First the distance traveled by the points is quite different, points that are far from the center go through a greater distance.

However, the angular displacement is the same for both points, suggesting that angular displacement is a good variable to describe the motion of the whole rotating object.

We would like to be able to have a straight forward relationship between the actual distance traveled and the angular displacement, which we can have if we express our angular displacement in radians.

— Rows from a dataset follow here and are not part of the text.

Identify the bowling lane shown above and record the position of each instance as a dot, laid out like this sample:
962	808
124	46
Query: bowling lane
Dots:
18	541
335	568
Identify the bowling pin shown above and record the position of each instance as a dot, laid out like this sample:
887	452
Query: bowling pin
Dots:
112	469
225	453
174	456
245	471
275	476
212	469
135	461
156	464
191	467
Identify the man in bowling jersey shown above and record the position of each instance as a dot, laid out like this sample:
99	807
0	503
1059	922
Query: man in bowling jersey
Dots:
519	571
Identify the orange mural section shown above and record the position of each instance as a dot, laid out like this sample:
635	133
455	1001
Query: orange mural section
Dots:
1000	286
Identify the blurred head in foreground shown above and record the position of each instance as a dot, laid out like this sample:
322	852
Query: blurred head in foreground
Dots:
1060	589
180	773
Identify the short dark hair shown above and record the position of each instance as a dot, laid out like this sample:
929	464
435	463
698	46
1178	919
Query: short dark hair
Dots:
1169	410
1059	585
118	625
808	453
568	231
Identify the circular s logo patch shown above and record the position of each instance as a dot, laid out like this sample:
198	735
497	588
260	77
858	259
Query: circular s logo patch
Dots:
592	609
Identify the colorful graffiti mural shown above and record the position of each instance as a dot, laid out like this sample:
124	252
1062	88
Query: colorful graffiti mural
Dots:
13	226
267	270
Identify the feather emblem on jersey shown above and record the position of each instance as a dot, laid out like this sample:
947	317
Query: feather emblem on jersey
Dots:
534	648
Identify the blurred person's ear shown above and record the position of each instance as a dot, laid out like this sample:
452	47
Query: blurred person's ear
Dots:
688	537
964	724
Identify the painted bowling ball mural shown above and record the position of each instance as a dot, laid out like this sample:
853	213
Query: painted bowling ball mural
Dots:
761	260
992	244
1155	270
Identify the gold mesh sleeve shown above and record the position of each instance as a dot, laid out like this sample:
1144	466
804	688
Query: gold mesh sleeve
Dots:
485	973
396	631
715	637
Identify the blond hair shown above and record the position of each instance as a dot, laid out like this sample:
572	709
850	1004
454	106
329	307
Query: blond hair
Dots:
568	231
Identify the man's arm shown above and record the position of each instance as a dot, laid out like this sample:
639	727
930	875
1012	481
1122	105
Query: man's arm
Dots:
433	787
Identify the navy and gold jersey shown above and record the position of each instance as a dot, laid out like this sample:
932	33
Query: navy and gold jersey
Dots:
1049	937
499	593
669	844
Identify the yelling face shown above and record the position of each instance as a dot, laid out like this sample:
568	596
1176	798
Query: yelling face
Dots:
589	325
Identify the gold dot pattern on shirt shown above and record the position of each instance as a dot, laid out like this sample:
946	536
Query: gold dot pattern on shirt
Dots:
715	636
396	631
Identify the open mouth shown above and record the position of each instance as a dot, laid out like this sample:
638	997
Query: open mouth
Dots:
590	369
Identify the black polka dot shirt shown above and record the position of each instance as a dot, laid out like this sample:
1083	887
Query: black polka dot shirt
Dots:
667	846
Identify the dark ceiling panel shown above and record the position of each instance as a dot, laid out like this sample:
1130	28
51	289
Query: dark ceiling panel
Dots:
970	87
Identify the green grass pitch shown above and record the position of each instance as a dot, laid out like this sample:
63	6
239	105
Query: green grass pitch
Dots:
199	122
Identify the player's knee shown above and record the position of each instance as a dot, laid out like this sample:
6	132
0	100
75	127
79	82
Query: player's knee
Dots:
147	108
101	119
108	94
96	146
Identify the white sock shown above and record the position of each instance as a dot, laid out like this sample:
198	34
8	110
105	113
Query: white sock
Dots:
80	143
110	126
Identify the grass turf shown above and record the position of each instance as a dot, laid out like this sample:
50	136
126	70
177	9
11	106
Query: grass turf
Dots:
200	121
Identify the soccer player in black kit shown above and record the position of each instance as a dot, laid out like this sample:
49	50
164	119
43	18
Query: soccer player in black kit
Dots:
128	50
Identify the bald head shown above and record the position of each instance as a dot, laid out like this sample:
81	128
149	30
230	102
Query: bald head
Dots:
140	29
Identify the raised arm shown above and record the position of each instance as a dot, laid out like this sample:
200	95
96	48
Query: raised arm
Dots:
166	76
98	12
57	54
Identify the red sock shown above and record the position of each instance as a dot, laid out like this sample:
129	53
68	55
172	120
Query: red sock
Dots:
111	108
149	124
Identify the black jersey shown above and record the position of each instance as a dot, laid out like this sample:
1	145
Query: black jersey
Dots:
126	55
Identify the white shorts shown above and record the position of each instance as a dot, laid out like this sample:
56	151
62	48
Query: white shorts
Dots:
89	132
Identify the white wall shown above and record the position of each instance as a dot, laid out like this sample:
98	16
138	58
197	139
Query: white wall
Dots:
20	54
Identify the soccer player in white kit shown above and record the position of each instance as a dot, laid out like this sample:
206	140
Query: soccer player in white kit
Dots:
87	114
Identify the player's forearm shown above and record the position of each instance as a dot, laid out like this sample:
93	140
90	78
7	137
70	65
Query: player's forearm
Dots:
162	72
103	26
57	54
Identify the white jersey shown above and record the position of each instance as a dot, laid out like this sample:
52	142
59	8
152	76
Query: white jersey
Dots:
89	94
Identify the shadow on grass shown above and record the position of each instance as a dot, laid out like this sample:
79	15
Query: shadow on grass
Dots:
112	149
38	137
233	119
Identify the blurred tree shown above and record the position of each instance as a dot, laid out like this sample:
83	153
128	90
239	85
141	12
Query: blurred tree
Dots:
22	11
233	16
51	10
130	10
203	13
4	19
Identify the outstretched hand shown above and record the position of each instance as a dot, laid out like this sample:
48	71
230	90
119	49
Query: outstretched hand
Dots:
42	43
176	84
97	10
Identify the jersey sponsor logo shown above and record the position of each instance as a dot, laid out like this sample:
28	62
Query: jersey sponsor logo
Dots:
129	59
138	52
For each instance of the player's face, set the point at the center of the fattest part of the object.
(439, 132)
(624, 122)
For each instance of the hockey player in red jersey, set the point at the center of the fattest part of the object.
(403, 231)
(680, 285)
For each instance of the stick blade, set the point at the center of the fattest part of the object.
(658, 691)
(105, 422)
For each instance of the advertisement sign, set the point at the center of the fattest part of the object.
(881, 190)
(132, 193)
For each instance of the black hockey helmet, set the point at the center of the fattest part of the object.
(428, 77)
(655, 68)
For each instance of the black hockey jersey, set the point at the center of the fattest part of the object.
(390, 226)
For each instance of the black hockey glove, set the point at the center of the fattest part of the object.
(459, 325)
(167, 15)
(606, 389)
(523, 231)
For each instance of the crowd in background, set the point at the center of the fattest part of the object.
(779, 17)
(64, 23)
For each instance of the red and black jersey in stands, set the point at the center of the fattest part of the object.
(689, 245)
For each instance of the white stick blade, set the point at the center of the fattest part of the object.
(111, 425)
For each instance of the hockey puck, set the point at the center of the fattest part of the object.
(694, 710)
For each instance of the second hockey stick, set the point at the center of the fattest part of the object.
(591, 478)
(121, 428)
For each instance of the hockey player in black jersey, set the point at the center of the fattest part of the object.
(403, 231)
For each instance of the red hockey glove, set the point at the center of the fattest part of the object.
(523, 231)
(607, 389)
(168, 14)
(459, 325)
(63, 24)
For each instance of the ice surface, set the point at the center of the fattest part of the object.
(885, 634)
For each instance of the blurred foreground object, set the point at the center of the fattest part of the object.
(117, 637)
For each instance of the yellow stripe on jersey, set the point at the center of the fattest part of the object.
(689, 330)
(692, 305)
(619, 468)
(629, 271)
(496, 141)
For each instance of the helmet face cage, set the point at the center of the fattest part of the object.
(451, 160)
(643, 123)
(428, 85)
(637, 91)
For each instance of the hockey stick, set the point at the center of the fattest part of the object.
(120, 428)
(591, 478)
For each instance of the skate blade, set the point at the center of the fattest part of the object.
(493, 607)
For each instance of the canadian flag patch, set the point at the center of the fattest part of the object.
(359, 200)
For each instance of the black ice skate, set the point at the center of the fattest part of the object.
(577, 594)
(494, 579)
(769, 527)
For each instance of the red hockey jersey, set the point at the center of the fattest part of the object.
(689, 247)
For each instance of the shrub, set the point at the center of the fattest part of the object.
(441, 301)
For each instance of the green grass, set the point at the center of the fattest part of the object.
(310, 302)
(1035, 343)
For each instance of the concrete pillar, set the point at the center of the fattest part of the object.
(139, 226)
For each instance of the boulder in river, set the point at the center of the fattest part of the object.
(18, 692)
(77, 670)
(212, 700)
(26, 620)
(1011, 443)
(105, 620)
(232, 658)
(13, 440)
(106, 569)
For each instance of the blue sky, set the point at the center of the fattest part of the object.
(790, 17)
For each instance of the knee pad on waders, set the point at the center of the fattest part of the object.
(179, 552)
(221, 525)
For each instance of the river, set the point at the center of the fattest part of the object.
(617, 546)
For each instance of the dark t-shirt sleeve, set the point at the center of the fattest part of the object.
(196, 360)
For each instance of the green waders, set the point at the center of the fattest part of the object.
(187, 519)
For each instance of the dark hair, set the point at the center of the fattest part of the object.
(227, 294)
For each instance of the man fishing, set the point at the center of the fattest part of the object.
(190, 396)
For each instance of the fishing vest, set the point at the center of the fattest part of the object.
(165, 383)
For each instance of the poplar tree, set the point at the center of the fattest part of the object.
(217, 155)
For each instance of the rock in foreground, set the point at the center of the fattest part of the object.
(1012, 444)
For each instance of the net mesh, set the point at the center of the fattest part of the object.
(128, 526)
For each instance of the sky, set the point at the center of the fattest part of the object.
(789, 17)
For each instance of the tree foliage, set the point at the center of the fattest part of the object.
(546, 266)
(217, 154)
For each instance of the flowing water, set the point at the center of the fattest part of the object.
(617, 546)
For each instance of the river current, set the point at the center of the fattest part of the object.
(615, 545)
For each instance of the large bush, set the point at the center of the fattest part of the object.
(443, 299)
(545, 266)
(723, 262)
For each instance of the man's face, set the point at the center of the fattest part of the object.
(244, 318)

As the relationship between the arc length on a circle and the angle which it subtends in radians is

$l=r\theta$

a change in the angular displacement of $\Delta\theta$ results in a change in the displacement

$\Delta l=r\Delta\theta$

For change in angular displacement $\Delta \theta$ in a time interval $\Delta t$ we can define an average angular velocity

$\bar{\omega}=\frac{\Delta \theta}{\Delta t}$

As we are now accustomed, we can also define an instantaneous velocity

$\omega=\lim_{\Delta t\to 0}\frac{\Delta \theta}{\Delta t}=\frac{d\theta}{dt}$

The units of angular velocity can be expressed as either $\mathrm{rad\,s^{-1}}$ or $\mathrm{s^{-1}}$

Previously we only considered circular motion in which the angular velocity $\omega$ remained constant with time, but of course we can also define an angular acceleration

$\bar{\alpha}=\frac{\Delta \omega}{\Delta t}$

$\alpha=\lim_{\Delta t\to 0}\frac{\Delta \omega}{\Delta t}=\frac{d\omega}{dt}$

The units of angular acceleration can be expressed as either $\mathrm{rad\,s^{-2}}$ or $\mathrm{s^{-2}}$

A point at distance $r$ from the center of rotation will have at any time a tangential velocity of magnitude

$v=\omega r$

and a tangential acceleration (not to be confused with the centripetal acceleration) of

$a=\alpha r$

Rotational motion, when not accelerated, can be considered to be a form of periodic motion, and so relationships between the angular velocity, frequency and period are useful.

$T=\frac{2\pi}{\omega}$

$f=\frac{\omega}{2\pi}$

$\omega=2\pi f$

We'd also like to be able to express the centripetal acceleration in terms of $\omega$

$a_{R}=\frac{v^{2}}{r}=\frac{(\omega r)^{2}}{r}=\omega^{2}r$

The total acceleration of an object in accelerated rotational motion will be the vector sum of two perpendicular vectors, the tangential acceleration $\vec{a}_{tang}$, and the radial acceleration $\vec{a}_{R}$.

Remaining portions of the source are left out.